# Barking Schnauzer



## jamiesalisbury (Aug 15, 2008)

Hi 

We have a 8 month old miniature schnauzer. Due to our different work schedules (my wife has a 9-5, I'm a musician working late nights) Lou leaves for work around 8am and I sleep till 10am. Unfortunately every morning when Lou leaves for work, Herbie barks at the door for between 20-40 mins, which is driving me mad. She's been leaving a treat when she leaves, including a kong toy stuffed with goodies, and sometimes his entire breakfast in a ball with a hole in it, as well as bits of dried jerky etc.

I sleep two floors up, so he doesn't seem to hear me when I've tried telling him to stop - and when occasionally he has acknowledged me he stops for 2 minutes and then starts again. 

The barking starts with woofing, and progresses onto howling.

He gets a decent amount of exercise, including a walk in the morning before Lou leaves, which doesn't seem to make any difference. 

I haven't had 8 hours sleep for weeks so I'd really appreciate some help with this!!

Many thanks in advance

Jamie


----------



## Guest (Oct 2, 2008)

jamiesalisbury said:


> Hi
> 
> We have a 8 month old miniature schnauzer. Due to our different work schedules (my wife has a 9-5, I'm a musician working late nights) Lou leaves for work around 8am and I sleep till 10am. Unfortunately every morning when Lou leaves for work, Herbie barks at the door for between 20-40 mins, which is driving me mad. She's been leaving a treat when she leaves, including a kong toy stuffed with goodies, and sometimes his entire breakfast in a ball with a hole in it, as well as bits of dried jerky etc.
> 
> ...


Have the dog upstairs in bed with ya. He can snuggle up to ya.


----------



## widgetdog35 (Apr 25, 2008)

It sounds like your dog is very attached to your wife, basicly you need to make the dog less dependant on her and look at the routine, to do this you may need to take over some of the feeding, walking and play with the dog or swap who does what.
as i don't know who does what its hard to give exact advice, i would read the dogs mind by bruce fogle he is a vet and explains how the dogs brain works it also has a bit in it about separation anxiety.
Then sit down with your wife and try and work out a action plan.
Sorry i cannot be more helpfull and good luck hope you get some sleep soon


----------



## jamiesalisbury (Aug 15, 2008)

Thats not it actually - he barks when I leave the house during the day as well.

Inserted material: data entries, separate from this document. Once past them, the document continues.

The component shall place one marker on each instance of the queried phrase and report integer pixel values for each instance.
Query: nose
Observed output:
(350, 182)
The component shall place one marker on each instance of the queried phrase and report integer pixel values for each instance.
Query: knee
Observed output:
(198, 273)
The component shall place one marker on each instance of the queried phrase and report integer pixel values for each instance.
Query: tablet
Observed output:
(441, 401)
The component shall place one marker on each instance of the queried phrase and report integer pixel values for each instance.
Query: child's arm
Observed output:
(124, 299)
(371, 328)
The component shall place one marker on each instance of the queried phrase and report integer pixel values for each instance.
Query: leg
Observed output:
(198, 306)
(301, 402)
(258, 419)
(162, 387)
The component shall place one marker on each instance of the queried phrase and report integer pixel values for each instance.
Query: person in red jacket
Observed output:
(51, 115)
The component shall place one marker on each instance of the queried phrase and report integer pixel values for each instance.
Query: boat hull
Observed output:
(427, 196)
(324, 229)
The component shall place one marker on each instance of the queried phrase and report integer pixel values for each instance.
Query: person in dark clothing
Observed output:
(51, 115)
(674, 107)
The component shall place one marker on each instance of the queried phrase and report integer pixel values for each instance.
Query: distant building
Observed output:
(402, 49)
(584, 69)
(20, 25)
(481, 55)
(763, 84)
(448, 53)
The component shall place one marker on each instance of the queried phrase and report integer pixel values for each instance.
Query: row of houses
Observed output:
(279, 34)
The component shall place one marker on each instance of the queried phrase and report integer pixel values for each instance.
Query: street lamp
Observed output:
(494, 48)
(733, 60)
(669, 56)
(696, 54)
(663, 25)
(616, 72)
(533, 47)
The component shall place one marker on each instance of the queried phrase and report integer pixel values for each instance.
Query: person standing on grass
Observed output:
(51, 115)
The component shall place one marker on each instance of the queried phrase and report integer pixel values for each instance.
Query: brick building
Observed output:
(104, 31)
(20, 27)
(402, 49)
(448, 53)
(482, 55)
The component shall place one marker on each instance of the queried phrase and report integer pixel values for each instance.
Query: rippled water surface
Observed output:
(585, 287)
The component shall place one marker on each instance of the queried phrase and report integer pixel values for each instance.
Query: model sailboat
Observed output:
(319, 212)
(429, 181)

And I spend a lot more time with him than Lou does. So I guess separation anxiety is the problem.


----------



## shadowtime (Dec 18, 2008)

Hi there,

You may find this interesting www.squidoo/barking-dogs it has certainly worked for us.

Cheers,
shadowtime


----------



## vidave (Dec 20, 2008)

Hi,

When I was at uni., my landlady used to leave early in the morning. She left both my breakfast and the dog. The dog in the garden, fortunately my breakfast in the kitchen!
The thing is, poor old Wicky, a Springer Spaniel, used to bark away at the door all the time I was making my breakfast.
Nothing seemed to work to stop him until she tried the following program. After that, you wouldn't even know there was a dog there. So it might work for you.


----------



## lisaandmargo (Oct 8, 2008)

I think we all comeon here for friendly but FREE advice.
I personally hate those lnks promising to help you solve your problems and then you have to PAY for the privilage. In my experience you may as well buy a book..or just come on here and ask the many experts.
Interesting that poster only had one post and the link was selling something.....

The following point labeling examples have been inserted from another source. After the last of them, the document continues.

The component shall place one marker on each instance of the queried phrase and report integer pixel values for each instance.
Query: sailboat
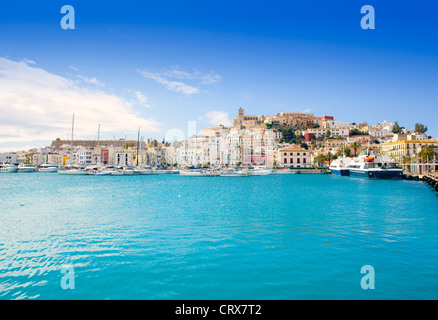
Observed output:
(72, 170)
(339, 165)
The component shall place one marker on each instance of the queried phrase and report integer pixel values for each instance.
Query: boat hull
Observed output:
(48, 170)
(340, 172)
(26, 169)
(8, 170)
(73, 172)
(377, 174)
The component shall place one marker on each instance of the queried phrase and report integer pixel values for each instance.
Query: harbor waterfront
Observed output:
(286, 236)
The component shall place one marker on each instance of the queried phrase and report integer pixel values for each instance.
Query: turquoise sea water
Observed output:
(172, 237)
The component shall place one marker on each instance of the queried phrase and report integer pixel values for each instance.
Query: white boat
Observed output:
(162, 171)
(260, 171)
(26, 168)
(374, 167)
(235, 173)
(192, 173)
(123, 171)
(69, 170)
(8, 168)
(339, 166)
(143, 171)
(47, 167)
(285, 171)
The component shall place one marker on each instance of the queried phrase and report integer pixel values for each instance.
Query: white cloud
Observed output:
(91, 80)
(28, 61)
(216, 118)
(142, 99)
(170, 85)
(202, 78)
(38, 105)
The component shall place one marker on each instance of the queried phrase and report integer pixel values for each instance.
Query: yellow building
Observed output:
(398, 149)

To reply to the post we also have a miniature schnauzer who is 16 weeks old and although we're quite lucky as she only barks when she hears an unusual noise or when shes playing, schnauzers are renowned for being very vocal dogs.
I cant offer any advice Im afraid I wouldnt know what to do although whenw e have visters she does bark and as soona s she does it we just say no pop her in another room until the guest has settled in and then let her out. It seems to slowly be sinking in the barking is triggering something and appears to be doing it less/ Maybe you could try that..as soona sshe barks when your there remove her from the spot thats causing it..in your case the front door until she stops as soon as she does let her out praise and treat.

Good luck


----------



## kirksandallchins (Nov 3, 2007)

lisaandmargo said:


> To reply to the post we also have a miniature schnauzer who is 16 weeks old and although we're quite lucky as she only barks when she hears an unusual noise or when shes playing, schnauzers are renowned for being very vocal dogs.

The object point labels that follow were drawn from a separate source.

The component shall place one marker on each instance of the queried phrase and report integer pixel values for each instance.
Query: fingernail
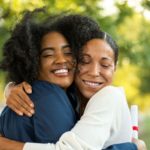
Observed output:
(20, 113)
(29, 91)
(29, 114)
(31, 105)
(32, 111)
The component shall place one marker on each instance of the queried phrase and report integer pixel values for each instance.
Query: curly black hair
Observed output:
(20, 54)
(22, 50)
(78, 30)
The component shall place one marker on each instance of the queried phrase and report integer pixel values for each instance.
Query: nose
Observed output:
(94, 70)
(60, 58)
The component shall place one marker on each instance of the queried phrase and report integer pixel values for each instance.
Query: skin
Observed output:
(95, 72)
(56, 61)
(96, 68)
(56, 66)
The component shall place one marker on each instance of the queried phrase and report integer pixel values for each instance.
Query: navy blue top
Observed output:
(53, 116)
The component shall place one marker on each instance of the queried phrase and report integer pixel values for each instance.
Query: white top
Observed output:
(106, 121)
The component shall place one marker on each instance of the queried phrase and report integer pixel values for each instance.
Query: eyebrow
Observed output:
(51, 48)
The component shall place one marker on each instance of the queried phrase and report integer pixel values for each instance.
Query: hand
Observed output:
(18, 100)
(140, 144)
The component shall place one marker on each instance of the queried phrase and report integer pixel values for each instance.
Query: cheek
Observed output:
(109, 75)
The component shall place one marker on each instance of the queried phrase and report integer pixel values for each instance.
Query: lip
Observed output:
(61, 72)
(92, 84)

I heard that Mini Schnauzers were noisy and that almost put me off getting one

Luckily my two are not yappy - last week I had a delivery arrive, and it was put in the shed by the driver (I left instructions when I ordered, thinking I would be out!). The first I knew about it was when the dogs strolled over to the patio doors and watched him with waggng tails and not a sound!!

From an early age I discouraged Daisy from barking, distracting her with food or toys - and with her loving food it was easy!! When Leo arrived he followed her lead - but after dark they change into "guard dogs" when someone comes to the door, and Leo esecially has a deep bark for a little dog.


----------



## Rhiannon (Dec 28, 2008)

sounds like you have a pack leader in your schnauzer!! we also have an 8 month old mini schnauzer and have had our fair share of issues. she goes balistic when either one of us leaves. this is because she sees herself as the pack leader and so mothers us and if one of us goes out of sight of her then she kicks off until we come back.
its her way of rounding the pack up so that she can keep watch over you.
unfortunatly this means you may need to get a bit strict with her by treating your partner with any attention before you acknowlage your dog. this way he will realise his place in your family - not being the leader.

hope this helps


----------